As a matter of course, the capacitor would need to go in the power supply to the Arduino.

It gets tricky. Depending on what else is powered by the alternator, if you connect a capacitor directly to it, then the other devices will likely discharge the capacitor when the alternator falters anyway; you would need a very big one. And it must be rated higher than the maximum voltage that will be generated.

Also, you need a proper 5 V switchmode "buck" regulator to provide your 5 V for the Arduino from your 12 V supply.

A few pieces of information. If the headlight has a filament it draws at least 10x its operating current, if warm less when first ignited. A standard halogen replacement bulbs are generally 55 watts for most vehicles while HID bulbs run at around 35 watts. Increasing the bulb wattage that you use will increase brightness, however because you can easily blind oncoming traffic, some states have restrictions on the maximum wattage your headlights can be. If it is HID there are electronic circuits and controls, and it has a specific ignition sequence, if violated life will be reduced to almost nothing. Calculate your worse case load then select a MOSFET that is rated to operate at that level or greater. I would suggest you get something like a 10 Watt LED and put it in the lamp housing, everything becomes very easy and extremely bright.This response is to help you get started in solving your problem, not solve it for you. Good Luck & Have Fun! Gil

gilshultz: I would suggest you get something like a 10 Watt LED and put it in the lamp housing, everything becomes very easy and extremely bright.This response is to help you get started in solving your problem, not solve it for you.

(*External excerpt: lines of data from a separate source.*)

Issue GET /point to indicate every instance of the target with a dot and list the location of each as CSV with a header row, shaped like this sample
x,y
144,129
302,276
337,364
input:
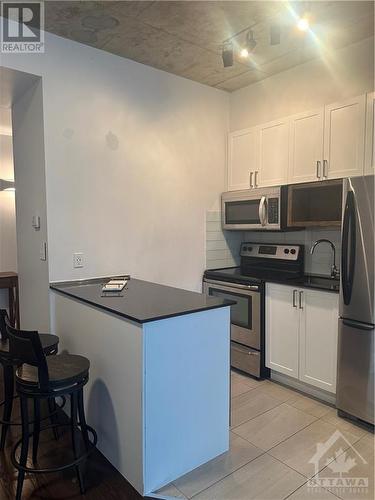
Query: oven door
x,y
245,314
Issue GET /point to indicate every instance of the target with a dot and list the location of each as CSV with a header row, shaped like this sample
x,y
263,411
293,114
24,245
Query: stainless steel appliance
x,y
355,375
260,209
245,286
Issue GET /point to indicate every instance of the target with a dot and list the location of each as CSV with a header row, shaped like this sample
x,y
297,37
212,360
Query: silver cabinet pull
x,y
294,298
263,211
318,165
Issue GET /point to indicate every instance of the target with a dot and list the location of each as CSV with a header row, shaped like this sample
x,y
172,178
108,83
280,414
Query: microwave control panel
x,y
273,210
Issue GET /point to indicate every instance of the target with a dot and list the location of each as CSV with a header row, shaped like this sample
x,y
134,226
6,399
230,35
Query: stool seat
x,y
63,369
49,343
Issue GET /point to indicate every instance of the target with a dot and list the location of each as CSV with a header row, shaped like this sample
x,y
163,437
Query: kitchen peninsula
x,y
158,394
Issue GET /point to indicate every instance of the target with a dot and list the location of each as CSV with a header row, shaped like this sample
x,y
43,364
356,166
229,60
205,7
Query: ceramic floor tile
x,y
250,405
262,479
299,451
238,387
354,466
311,492
276,425
241,452
169,491
343,424
277,391
310,406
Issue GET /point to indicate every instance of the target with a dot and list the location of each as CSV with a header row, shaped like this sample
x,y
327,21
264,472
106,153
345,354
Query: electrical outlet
x,y
78,259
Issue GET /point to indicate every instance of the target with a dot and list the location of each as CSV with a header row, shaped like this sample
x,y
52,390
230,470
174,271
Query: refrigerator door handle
x,y
348,254
357,325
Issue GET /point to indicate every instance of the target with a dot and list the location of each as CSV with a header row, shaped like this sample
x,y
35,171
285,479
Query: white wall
x,y
27,116
134,157
8,247
344,73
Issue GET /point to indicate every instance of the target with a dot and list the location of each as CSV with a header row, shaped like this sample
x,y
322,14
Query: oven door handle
x,y
263,210
227,286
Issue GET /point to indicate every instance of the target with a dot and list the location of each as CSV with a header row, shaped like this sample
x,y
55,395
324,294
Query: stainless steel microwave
x,y
255,209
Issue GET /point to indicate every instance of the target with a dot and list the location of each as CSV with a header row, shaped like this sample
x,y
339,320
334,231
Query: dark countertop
x,y
315,282
141,301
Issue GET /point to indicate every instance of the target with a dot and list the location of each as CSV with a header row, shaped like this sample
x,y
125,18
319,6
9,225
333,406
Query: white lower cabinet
x,y
301,334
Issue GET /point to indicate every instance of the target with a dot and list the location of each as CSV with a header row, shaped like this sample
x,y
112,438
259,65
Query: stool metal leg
x,y
82,419
36,428
8,401
53,418
24,445
75,438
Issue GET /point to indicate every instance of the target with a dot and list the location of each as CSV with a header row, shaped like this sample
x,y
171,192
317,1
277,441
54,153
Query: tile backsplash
x,y
223,247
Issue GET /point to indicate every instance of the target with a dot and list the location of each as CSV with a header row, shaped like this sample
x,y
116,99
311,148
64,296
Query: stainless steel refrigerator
x,y
355,374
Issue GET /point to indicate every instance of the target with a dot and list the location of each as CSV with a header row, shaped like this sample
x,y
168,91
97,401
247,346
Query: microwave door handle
x,y
262,211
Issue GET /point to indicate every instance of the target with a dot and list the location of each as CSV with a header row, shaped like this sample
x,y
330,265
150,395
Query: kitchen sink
x,y
322,282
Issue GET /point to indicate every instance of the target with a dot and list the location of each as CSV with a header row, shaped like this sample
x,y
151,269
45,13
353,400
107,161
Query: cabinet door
x,y
370,132
318,339
273,158
242,151
282,329
344,138
306,146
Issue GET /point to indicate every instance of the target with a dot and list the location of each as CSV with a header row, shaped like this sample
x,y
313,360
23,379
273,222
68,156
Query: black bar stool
x,y
49,345
39,377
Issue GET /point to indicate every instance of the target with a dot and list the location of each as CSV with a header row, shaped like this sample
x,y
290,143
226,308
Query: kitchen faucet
x,y
335,273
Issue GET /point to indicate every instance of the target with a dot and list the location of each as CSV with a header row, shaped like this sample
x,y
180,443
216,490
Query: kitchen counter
x,y
141,301
158,393
316,282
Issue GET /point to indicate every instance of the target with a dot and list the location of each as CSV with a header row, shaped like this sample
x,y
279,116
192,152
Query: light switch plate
x,y
77,260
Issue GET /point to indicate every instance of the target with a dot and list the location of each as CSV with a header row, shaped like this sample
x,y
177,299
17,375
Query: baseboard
x,y
325,396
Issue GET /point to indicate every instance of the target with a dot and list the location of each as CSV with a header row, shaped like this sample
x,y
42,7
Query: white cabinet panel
x,y
344,134
306,146
282,330
370,134
273,157
318,339
242,158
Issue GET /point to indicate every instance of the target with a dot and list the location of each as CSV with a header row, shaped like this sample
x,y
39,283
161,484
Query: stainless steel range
x,y
245,285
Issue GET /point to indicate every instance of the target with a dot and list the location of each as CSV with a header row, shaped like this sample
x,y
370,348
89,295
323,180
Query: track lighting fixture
x,y
227,54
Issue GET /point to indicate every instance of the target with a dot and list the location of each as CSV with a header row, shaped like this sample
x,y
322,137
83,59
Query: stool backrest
x,y
26,347
3,329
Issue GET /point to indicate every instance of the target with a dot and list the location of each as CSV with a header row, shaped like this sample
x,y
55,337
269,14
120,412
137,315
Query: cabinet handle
x,y
300,300
318,165
294,298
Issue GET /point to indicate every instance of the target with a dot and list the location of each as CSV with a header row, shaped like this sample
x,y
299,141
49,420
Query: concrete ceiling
x,y
185,37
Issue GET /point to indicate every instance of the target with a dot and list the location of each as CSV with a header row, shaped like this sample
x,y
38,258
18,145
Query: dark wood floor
x,y
103,482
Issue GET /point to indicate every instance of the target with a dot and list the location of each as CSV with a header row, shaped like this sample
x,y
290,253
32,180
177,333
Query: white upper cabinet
x,y
318,339
370,133
282,329
344,138
242,151
273,157
306,146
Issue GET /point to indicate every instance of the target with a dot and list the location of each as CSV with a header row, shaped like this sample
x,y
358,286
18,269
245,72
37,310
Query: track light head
x,y
227,54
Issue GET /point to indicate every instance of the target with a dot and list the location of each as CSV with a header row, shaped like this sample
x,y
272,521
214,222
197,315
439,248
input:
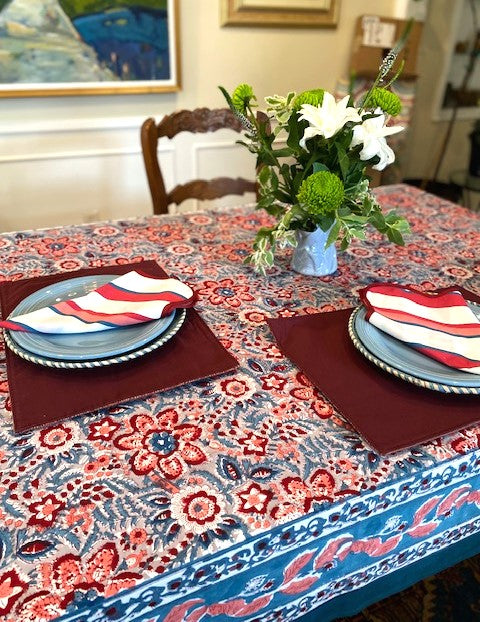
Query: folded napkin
x,y
441,325
132,298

Don't suppose you just happened to read reply #5? :roll_eyes:

gilshultz: I have ... sourced a LED headlight and brake light so I know there are no sensors and if wired correctly will not pose an issue. I believe I just need to figure out the correct way to wire the UNO to the headlight switch so it works as designed and the rest of the wiring for the bike will not interfere.

The bulb is rated to last 30,000 hours and is more than adequate brightness at 2,500 lumens. Is there a way to predict how this will shorten the life? I am not planning on leaving the light in flashing morse code mode for more than a minute at a time and only using that mode infrequently.

Update: Figuring this out has meant going back to the drawing board for the entire wiring harness, ordering a part, waiting for it to arrive, testing to see if it will work and then taking the next step from there. Have not gotten back to how to power the Arduino yet.